According to a nice explanation by minitools.com “What Is Journaling File System and Its Advantages/Disadvantages

The journaling file system (JFS) is a kind of file system developed by IBM IN 1990. It keeps track of changes, which are not yet committed to the file system’s main part, by recording the goal of such changes in a data structure known as “journal”. Usually, the “journal” is a circular log.

In the event of a system crash or power failure, a journaling file system can be brought back online more quickly with a lower chance of being corrupted. Depending on the actual implementation, the JFS may only keep track of stored metadata, which results in improved performance at the expense of increased possibility for data corruption.

What Is Journaling File System and Its Advantages/Disadvantages

The Working of a Journal File System In Brief

Here is a diagram taken from Architecture and Design of Linux Storage Stack by Muhammad Umer Page 57

According to the Chapter 3 of the book,

From the diagram, any changes made to the filesystem are written sequentially to a journal, also called a transaction. Once a transaction is written to a journal, it is written to an appropriate location on a disk. In the case of a system crash, the filesystem replays the journal to see whether any transaction is incomplete. When the transaction has been written to its on-disk location, it is removed from the Journal.

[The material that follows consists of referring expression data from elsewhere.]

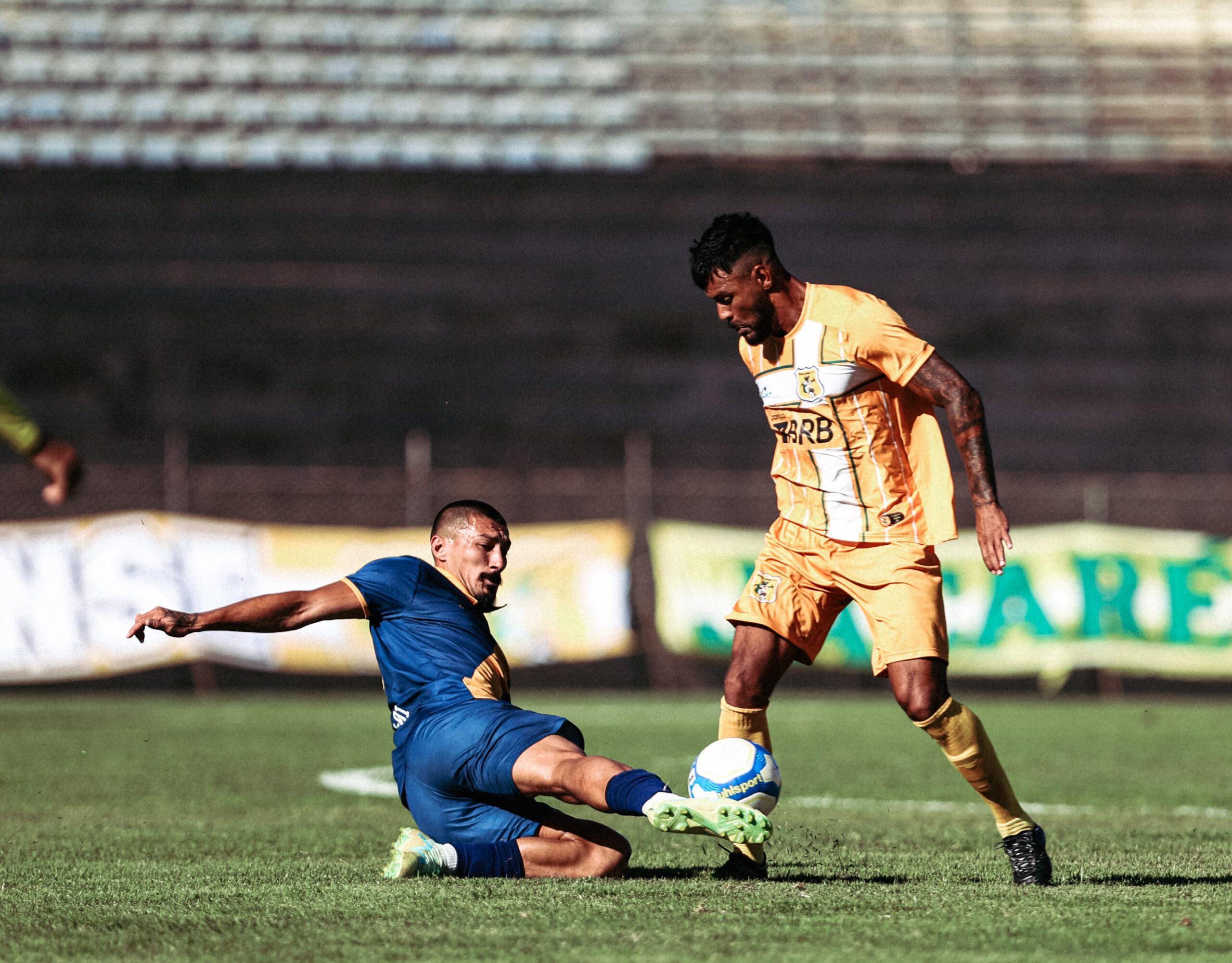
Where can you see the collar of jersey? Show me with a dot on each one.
(458, 583)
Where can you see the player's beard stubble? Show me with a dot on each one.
(487, 595)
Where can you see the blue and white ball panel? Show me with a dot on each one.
(736, 769)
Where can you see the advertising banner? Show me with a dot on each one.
(71, 590)
(1083, 595)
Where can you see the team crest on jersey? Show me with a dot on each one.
(766, 588)
(808, 385)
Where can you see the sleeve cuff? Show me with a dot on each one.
(359, 595)
(914, 365)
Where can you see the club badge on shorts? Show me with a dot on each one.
(764, 588)
(808, 385)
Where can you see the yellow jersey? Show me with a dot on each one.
(859, 457)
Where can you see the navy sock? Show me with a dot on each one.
(629, 791)
(491, 859)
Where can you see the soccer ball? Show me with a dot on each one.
(736, 769)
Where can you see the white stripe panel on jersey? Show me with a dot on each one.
(806, 345)
(876, 467)
(843, 508)
(778, 388)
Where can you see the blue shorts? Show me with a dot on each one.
(455, 771)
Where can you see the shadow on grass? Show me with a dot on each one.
(1142, 880)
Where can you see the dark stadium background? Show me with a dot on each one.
(354, 343)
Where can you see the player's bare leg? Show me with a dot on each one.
(568, 849)
(555, 766)
(759, 660)
(923, 693)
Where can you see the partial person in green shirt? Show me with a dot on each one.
(57, 460)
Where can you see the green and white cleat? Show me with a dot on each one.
(413, 854)
(724, 818)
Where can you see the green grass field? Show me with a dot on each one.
(167, 829)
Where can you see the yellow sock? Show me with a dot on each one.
(737, 723)
(965, 743)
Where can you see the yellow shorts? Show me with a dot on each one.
(802, 582)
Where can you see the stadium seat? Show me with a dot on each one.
(96, 106)
(111, 149)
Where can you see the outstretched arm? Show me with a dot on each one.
(279, 613)
(939, 382)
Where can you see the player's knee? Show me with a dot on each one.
(920, 704)
(746, 686)
(610, 860)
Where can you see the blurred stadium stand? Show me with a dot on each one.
(295, 232)
(582, 84)
(534, 321)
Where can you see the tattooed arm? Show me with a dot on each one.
(940, 384)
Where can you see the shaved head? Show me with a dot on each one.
(459, 515)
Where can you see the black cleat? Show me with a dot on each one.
(1028, 859)
(740, 866)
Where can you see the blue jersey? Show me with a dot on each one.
(432, 641)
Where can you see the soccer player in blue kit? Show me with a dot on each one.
(469, 763)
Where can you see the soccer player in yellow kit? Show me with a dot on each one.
(864, 495)
(57, 460)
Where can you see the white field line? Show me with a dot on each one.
(376, 781)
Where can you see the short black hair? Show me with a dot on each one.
(456, 515)
(727, 239)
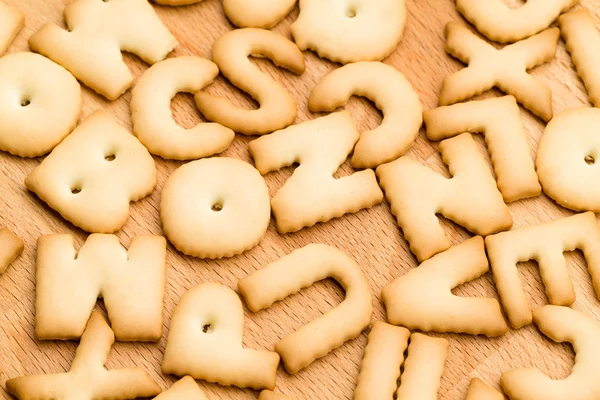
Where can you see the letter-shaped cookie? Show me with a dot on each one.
(391, 93)
(505, 69)
(11, 246)
(479, 390)
(184, 389)
(257, 13)
(422, 298)
(583, 43)
(215, 207)
(278, 108)
(561, 324)
(470, 198)
(151, 112)
(350, 31)
(40, 103)
(98, 30)
(131, 282)
(205, 341)
(423, 368)
(87, 379)
(499, 120)
(497, 21)
(312, 194)
(93, 174)
(298, 270)
(382, 359)
(11, 22)
(544, 243)
(568, 159)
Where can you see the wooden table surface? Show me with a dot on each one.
(371, 237)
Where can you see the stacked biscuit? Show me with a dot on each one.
(215, 207)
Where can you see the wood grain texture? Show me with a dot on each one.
(371, 237)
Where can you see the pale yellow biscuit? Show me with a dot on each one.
(11, 246)
(269, 395)
(184, 389)
(350, 31)
(568, 158)
(205, 341)
(479, 390)
(422, 298)
(583, 43)
(131, 283)
(215, 207)
(505, 69)
(499, 120)
(423, 368)
(298, 270)
(93, 174)
(278, 108)
(501, 23)
(151, 114)
(382, 359)
(87, 379)
(97, 32)
(470, 198)
(312, 194)
(544, 243)
(11, 22)
(40, 103)
(257, 13)
(391, 93)
(561, 324)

It is interesting to note that either the metadata or actual data is first written to the data. Either way, once written to the filesystem, the transaction is removed from the journal. The size of the journal can be a few megabytes.

Benefits of Journal File System and Impact on Performance

Besides making the Filesystem more reliable and preserving its structure in system crashes and hardware failures, the burning question is whether it will impact performance?

Generally, journaling improves performance when it is enabled by having fewer seeks to the physical disks as data is only when a journal is committed or when the journal fills up. For example, in intense meta-data operations like recursive operations on the directory and its content, journaling improves performance by reducing frequent trips to disks and performing multiple updates as a single unit of work.